WebKit-Gtk ensures spellchecking with the Enchant library support, mostly implemented at https://bugs.webkit.org/show_bug.cgi?id=90269. This code is used in both WebKit-Gtk. The WebKit-Efl's implemention of spellchecking is based on Enchant too. It doesn't have sense to duplicate implementation from text/gtk/TextCheckerEnchant* files for WebKit's Efl. To share WebKit-Gtk's implemnetation with others WebKit, this patch proposes: 1. Move TextCheckerEnchant{h.cpp} files form WebCore/platform/text/gtk/ to WebCore/platform/text/enchant/. 2. Limit Glib's calls as possible for example, GOwnPtr -> WTF::OwnPtr etc.
Created attachment 159689 [details] proposed patch
Comment on attachment 159689 [details] proposed patch Since the GTK+ port already uses ICU (at least by default) maybe we could use the same code based on ICU and avoid the #ifdefs? And for the language maybe we could use WebCore::defaultLanguage() or any other method in Language.h. What you guys think?
I think #ifdefs should be avoided here if possible and it seems like it's very possible.

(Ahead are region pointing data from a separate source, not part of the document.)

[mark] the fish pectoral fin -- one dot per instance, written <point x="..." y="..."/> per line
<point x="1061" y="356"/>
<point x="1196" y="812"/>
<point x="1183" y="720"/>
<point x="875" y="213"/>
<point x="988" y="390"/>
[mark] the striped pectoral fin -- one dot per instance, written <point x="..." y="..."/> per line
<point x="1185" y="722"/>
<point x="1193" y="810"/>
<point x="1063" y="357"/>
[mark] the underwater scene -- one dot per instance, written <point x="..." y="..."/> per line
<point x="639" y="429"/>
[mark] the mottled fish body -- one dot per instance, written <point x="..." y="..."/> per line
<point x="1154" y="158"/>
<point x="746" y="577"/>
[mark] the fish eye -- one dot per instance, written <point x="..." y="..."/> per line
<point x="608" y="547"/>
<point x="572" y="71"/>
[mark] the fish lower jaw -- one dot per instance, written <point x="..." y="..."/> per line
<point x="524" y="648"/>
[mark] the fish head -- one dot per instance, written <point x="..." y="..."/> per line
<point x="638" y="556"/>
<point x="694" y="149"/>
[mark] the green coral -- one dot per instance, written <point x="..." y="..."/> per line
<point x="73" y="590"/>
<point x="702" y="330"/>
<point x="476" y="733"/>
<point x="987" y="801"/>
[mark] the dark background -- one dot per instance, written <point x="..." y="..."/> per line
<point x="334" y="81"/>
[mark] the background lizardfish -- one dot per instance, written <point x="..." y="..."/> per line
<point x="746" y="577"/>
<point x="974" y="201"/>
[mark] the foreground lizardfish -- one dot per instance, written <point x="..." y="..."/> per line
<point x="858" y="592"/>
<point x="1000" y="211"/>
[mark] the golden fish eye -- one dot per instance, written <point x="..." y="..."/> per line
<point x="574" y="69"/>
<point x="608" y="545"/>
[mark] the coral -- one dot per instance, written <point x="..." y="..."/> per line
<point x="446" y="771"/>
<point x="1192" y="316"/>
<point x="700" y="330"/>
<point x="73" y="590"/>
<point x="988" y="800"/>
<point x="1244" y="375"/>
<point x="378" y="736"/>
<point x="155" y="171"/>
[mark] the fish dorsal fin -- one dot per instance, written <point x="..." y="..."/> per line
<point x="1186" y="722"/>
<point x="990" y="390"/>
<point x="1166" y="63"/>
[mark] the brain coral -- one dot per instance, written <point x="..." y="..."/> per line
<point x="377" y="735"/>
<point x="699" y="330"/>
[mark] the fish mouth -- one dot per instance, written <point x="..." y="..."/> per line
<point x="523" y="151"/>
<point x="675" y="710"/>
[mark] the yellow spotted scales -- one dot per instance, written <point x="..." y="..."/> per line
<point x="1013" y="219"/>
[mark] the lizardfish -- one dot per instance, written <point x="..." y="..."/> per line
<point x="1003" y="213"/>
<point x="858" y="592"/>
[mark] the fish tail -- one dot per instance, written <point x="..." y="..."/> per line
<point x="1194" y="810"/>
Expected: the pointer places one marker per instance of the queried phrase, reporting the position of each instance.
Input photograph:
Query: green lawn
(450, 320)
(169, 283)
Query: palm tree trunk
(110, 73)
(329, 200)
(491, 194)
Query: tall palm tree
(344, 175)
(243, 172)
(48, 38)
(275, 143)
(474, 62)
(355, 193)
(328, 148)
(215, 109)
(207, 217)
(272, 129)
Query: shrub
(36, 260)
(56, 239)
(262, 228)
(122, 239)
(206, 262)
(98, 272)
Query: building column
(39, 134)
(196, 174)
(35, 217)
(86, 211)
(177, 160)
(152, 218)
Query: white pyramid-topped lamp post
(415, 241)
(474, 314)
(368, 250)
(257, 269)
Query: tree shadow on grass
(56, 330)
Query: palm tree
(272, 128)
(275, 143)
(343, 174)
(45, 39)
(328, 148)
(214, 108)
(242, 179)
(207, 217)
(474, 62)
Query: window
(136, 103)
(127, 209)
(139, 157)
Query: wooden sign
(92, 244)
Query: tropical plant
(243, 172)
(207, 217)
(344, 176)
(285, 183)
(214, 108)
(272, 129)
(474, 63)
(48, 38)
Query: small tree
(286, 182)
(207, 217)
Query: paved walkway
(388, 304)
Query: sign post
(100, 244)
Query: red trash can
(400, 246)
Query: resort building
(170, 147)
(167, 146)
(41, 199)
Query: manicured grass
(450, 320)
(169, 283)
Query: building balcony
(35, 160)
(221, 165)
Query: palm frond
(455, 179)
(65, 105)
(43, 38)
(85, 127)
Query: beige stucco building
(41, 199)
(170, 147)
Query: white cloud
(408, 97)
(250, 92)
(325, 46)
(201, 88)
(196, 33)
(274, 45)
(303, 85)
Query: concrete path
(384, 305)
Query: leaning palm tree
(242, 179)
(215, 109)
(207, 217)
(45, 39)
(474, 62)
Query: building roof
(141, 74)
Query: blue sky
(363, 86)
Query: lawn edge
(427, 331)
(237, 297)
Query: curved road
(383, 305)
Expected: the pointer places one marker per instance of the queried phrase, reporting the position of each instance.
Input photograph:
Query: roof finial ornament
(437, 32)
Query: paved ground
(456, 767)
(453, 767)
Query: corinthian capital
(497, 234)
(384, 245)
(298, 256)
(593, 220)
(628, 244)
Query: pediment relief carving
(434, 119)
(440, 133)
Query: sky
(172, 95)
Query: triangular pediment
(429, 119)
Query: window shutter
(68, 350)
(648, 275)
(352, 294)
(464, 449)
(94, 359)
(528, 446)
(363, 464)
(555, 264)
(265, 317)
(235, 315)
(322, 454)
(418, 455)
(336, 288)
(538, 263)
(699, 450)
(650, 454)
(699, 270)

Comment on attachment 159689 [details] proposed patch View in context: https://bugs.webkit.org/attachment.cgi?id=159689&action=review I agree with Martin and Carlos's comments. Additionally, you're missing the fix for bug 94202 here, thus re-introducing the issue with this patch. See my comment below... > Source/WebCore/platform/text/enchant/TextCheckerEnchant.cpp:137 > + if (enchant_dict_check(*dictIter, word.utf8().data(), wordLength)) { You are probably missing the fix for bug 94202, committed last week, which is about not calling this function passing wordLength because it will fail for strings with special UTF8 characters, such as "דעפ", for instance. You should pass 'bytes' instead which is what enchant_dict_check actually expects. See bug 94202 for more details. > Source/WebCore/platform/text/enchant/TextCheckerEnchant.cpp:203 > + // No dictionaries selected, we get first from the list. "we get first from the list" -> "we get the first one from the list"
Created attachment 159895 [details] updated patch
(In reply to comment #2) > (From update of attachment 159689 [details]) > Since the GTK+ port already uses ICU (at least by default) maybe we could use the same code based on ICU and avoid the #ifdefs? Ok, I used ICU instead of Pango at the patch so any Platform specif code doesn't exist. > And for the language maybe we could use WebCore::defaultLanguage() or any other method in Language.h. What you guys think? Good idea. For WebKit-Gtk the method returns "en-US". There is no problem for the Enchant backed, its 'normalize' function is called to properly find the desired dictionary.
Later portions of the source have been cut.